混雑する時間帯のため、ほとんど座ることが出来ないし、
特に朝は軽くギュウギュウ詰め状態で、息苦しくなってしまう。
その日の朝も、いつもの電車に乗り込むと、席は埋まっていて、
吊革につかまり立っていた。
ふと目の前におじいちゃんが座っていることに気がついた。
皆が携帯をいじる中、おじいちゃんはポータブルDVDプレイヤーを膝の上に置き、動画を鑑賞していた。
しっかりイヤホンもつけている。
ポータブルとは言っても、もちろん携帯とは比べ物にならないほど大きい。
おじいちゃんの膝いっぱいを占領する大きさだ。
たぶんファンなのだろう、女性演歌歌手のコンサートを見ていた。
何駅か進むとDVDが一通り終わったのだろう、何やらプレイヤーのボタンをカチカチしだした。

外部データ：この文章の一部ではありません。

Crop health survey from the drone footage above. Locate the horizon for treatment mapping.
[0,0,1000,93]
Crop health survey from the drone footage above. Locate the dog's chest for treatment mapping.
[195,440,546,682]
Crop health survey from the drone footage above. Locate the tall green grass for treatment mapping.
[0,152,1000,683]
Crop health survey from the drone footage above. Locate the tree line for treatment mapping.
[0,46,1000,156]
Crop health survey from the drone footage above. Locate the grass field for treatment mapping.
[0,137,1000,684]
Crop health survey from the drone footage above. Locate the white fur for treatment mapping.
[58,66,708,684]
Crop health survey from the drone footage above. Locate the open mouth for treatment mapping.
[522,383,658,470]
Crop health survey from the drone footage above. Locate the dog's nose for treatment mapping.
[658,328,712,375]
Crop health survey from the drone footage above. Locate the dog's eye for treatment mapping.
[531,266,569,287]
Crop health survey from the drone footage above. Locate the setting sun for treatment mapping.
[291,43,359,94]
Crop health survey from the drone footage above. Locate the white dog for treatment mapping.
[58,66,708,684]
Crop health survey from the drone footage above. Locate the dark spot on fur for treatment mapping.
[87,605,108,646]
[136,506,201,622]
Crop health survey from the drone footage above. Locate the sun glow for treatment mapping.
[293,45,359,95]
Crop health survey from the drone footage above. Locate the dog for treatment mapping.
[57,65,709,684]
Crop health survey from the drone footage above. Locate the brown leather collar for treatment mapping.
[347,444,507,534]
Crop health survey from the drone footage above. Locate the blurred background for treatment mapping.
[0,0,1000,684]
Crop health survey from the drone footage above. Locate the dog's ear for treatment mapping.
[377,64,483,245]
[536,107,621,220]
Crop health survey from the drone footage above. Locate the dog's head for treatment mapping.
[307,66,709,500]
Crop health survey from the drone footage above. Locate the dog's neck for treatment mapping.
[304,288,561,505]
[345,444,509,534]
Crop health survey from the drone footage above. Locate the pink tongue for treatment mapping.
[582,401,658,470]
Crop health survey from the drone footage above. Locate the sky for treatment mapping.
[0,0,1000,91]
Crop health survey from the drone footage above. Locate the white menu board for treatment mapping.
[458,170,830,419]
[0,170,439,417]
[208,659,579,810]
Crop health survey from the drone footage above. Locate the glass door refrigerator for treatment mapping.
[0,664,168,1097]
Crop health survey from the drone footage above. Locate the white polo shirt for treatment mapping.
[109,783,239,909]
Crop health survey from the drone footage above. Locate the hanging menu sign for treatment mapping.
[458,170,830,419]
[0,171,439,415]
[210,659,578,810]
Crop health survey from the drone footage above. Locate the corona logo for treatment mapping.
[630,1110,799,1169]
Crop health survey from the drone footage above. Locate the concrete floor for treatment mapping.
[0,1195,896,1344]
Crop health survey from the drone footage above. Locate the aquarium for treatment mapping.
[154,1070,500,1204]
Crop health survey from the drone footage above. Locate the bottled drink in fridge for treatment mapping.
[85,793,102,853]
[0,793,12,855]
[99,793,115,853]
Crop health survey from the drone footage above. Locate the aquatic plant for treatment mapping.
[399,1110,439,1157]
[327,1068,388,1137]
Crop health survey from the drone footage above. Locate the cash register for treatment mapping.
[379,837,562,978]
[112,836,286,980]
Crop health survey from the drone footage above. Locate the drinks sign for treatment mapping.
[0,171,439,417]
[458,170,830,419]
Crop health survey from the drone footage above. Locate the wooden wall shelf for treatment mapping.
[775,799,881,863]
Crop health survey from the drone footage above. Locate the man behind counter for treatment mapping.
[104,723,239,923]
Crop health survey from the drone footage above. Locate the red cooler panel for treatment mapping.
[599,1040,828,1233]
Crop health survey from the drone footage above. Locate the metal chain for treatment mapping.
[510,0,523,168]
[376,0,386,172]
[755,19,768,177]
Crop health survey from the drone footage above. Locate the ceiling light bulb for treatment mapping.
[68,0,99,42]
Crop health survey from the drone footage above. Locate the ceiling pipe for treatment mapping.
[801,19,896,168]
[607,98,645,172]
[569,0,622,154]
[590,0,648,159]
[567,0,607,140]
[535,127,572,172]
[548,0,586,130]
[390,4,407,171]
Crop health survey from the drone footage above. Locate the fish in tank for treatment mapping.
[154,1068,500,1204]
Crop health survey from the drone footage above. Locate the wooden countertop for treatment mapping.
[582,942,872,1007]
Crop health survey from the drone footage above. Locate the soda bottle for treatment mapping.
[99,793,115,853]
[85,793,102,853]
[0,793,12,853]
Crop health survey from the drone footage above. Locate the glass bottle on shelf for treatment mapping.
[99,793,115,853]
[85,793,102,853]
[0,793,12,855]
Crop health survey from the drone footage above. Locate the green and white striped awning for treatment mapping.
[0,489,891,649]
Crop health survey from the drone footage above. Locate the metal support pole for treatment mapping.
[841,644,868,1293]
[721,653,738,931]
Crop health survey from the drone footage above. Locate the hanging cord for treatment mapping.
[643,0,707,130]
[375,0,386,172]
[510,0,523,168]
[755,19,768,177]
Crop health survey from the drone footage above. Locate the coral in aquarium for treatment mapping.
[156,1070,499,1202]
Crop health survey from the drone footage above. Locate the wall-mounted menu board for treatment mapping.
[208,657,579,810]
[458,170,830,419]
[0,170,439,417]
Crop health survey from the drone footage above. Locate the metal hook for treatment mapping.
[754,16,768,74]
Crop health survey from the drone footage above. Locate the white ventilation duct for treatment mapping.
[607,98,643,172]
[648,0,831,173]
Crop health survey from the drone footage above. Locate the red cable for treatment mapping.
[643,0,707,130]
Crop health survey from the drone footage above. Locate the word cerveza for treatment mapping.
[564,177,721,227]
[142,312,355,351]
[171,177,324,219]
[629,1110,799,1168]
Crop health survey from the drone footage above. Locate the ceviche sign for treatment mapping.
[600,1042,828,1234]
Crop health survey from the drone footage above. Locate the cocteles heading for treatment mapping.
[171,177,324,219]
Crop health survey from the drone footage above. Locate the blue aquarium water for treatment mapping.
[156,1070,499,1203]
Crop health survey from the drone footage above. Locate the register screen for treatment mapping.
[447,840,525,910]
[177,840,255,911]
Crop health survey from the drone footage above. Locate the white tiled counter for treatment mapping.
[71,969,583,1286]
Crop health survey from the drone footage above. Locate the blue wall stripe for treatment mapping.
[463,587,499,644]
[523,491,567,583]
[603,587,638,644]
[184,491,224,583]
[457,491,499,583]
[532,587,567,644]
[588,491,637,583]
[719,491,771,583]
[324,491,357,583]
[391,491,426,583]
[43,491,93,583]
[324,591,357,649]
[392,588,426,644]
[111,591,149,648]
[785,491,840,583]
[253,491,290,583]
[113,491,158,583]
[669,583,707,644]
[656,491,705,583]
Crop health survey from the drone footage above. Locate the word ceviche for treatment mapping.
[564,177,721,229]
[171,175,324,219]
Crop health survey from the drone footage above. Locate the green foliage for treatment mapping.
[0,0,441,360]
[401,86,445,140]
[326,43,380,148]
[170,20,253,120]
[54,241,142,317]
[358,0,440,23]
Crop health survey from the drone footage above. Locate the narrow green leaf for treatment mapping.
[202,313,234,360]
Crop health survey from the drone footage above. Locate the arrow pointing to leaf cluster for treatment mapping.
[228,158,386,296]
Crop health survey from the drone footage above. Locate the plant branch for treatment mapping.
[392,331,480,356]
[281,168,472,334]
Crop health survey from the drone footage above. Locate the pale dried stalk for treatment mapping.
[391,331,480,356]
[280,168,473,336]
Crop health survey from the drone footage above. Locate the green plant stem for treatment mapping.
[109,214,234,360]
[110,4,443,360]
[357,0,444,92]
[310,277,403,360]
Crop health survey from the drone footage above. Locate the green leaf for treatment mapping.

そのカチカチの音が電車のガタンゴトンに負けないくらい大きい。
おじいちゃんは手慣れたように操作し、なんとまた最初からコンサートを鑑賞し始めた。
また少し経ったころ、おじいちゃんのほうからカチカチと聞こえてくる。
早送り、再生少し鑑賞、また早送り、また再生少し鑑賞、を繰り返している。
どうやら、目的の駅に着くまでにはもう一度見終える時間がないと気づいたのだろう、
自分的ハイライトだけを見ようとしているのだ。
自分的ハイライト以外は早送り。
結局ゆりのほうが先に電車を降りたため、
どうやっておじいちゃんがポータブルDVDプレイヤーを持ち運んでいるのかは謎のままになってしまった。
人生の大先輩にこんなことを言っては失礼かもしれないが、
とてもかわいい光景だった。
せわしない通勤アワーの電車でなんだかほっこりした気持ちになった。